Thursday, April 6, 2017

A World Unsafe for Democracy


Bret Stephens, wsj.com

Image from article, with caption: Police detain a demonstrator during a protest in Moscow, March 26

Freedom rests on wings of butterflies—and the moral confidence of America.


This week marks the centenary of America’s entry into World War I, when Woodrow Wilson vowed that “the world must be made safe for democracy.” He and his fellow statesmen failed to do so in their day. We are failing in ours.
Snapshots from a week in the news: In Russia, opposition leader Alexei Navalny is in jail for leading last month’s anticorruption protests. In Venezuela, the Supreme Court stepped back from seizing the powers of the legislature but handed President Nicolás Maduro broad control over the country’s oil revenues.

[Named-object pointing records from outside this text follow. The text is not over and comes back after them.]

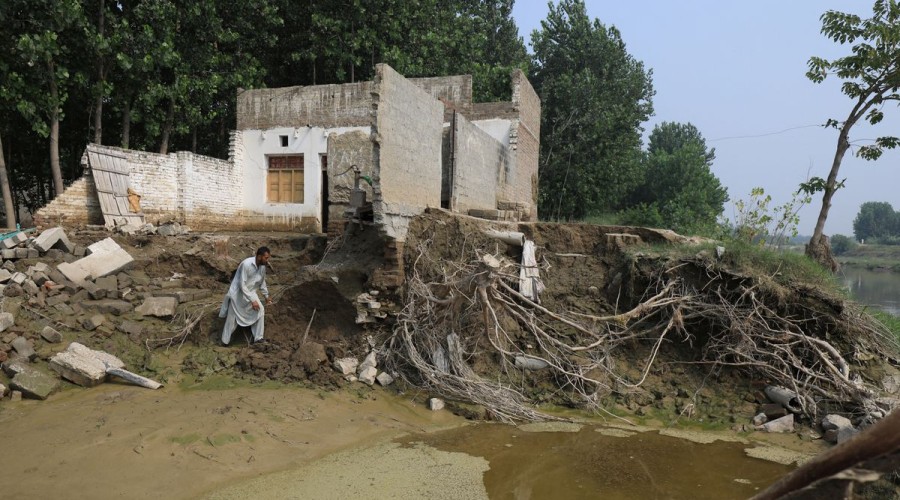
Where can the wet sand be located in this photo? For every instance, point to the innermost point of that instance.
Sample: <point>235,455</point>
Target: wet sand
<point>119,441</point>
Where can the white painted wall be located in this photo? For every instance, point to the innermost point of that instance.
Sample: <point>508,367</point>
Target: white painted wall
<point>497,128</point>
<point>308,141</point>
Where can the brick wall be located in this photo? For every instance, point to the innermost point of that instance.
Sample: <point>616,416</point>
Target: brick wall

In Ecuador, a candidate with the telling name of Lenín Moreno claimed victory in a runoff vote Sunday with pledges to carry forward the populist-authoritarian policies of outgoing President Rafael Correa.
In Turkey, President Recep Tayyip Erdogan is campaigning for constitutional changes that would extend his lease of office till 2029. In the Philippines, President Rodrigo Duterte has promised to pardon and promote 19 police officers implicated in murdering a politician while jailing the former head of the country’s human rights commission.
In Hong Kong, Carrie Lam, Beijing’s favored candidate, was “elected” as chief executive with the votes of 0.03% of the territory’s population; nine democracy activists were arrested the next day. In France, presidential front-runner Marine Le Pen sought to boost her appeal among voters by paying a flattering visit to Vladimir Putin in Moscow.
These stories aren’t just a string of anecdotes. The year 2016 “marked the 11th consecutive year of decline in global freedom,” reports Freedom House in its latest annual survey. “A total of 67 countries suffered net declines in political rights and civil liberties in 2016, compared with 36 that registered gains.” Just 39% of the world’s people live in free countries today, down from 46% a decade earlier.
How did the world become unsafe for democracy?
The striking finding in the Freedom House report is that the global erosion of political liberty is largely taking place in the democracies. People are losing faith in freedoms that no longer seem to deliver on the promise of a safer, richer, fuller, fairer life.
In some cases, long-term political polarization leads to ineffectual governance, which in turn whets the public appetite for leaders promising fast results irrespective of legal niceties. In others, a stale form of consensus politics leads to ideological polarization as mainstream parties fail to address mainstream concerns.
And sometimes people fall under the sway of charismatic demagogues, discovering only too late the direction in which they are being steered. That was the tragedy of Venezuela under the late Hugo Chávez and of Russia under Vladimir Putin. In both cases it helped to have an oil boom grease the way.
In 1991 the late political scientist Samuel Huntington proposed the thesis that democracy advanced and retreated in waves—a long “Jacksonian” wave that began in the early 19th century and only collapsed after Mussolini’s rise to power in 1922; a brief postwar wave that crashed in the 1960s as postcolonial states fell prey to dictatorship; and then a “Third Wave” that began with the restoration of democracy in Portugal in 1974 and crested with the Soviet collapse 17 years later.
Huntington’s thesis suggests that what is happening today is inevitable: that democracy has a way of overextending itself before it later succeeds in sinking deep roots. It also offers the comfort that the current trend can’t last forever: that most dictatorships will eventually be undermined by their internal contradictions, while most democracies will bounce back thanks to their ability to correct mistakes through elections.
Maybe. Or maybe the cause of democracy just got lucky in 1931 when Winston Churchill wasn’t killed by a New York City cab, and lucky again in 1942 when American pilots hit their targets at Midway, and lucky a third time in 1985 when the Soviet Union chose a leader foolish enough to think communism could be reformed. The march of freedom rests on wings of butterflies.
It also rests on the moral example and ideological confidence of the strongest democratic powers. The U.S. now has as a president a man who explicitly renounces the concept of American exceptionalism, shows no interest in denouncing authoritarian crackdowns or championing democratic dissidents, draws parallels between the practices of the Putin regime and those of the U.S. government, and has fanned conspiracy theories about a “deep state” that pulls the strings in D.C.
If Americans can’t be persuaded of the merits and decency of our system, why should anyone else? If the winner of a U.S. presidential election is a man who embarrasses—or terrifies—much of the free world, how do we make the case to ordinary Russians or Chinese that the road of democracy isn’t simply the way of the buffoon?
Americans used to care deeply about the future of freedom in the world. Lose the care, risk the freedom.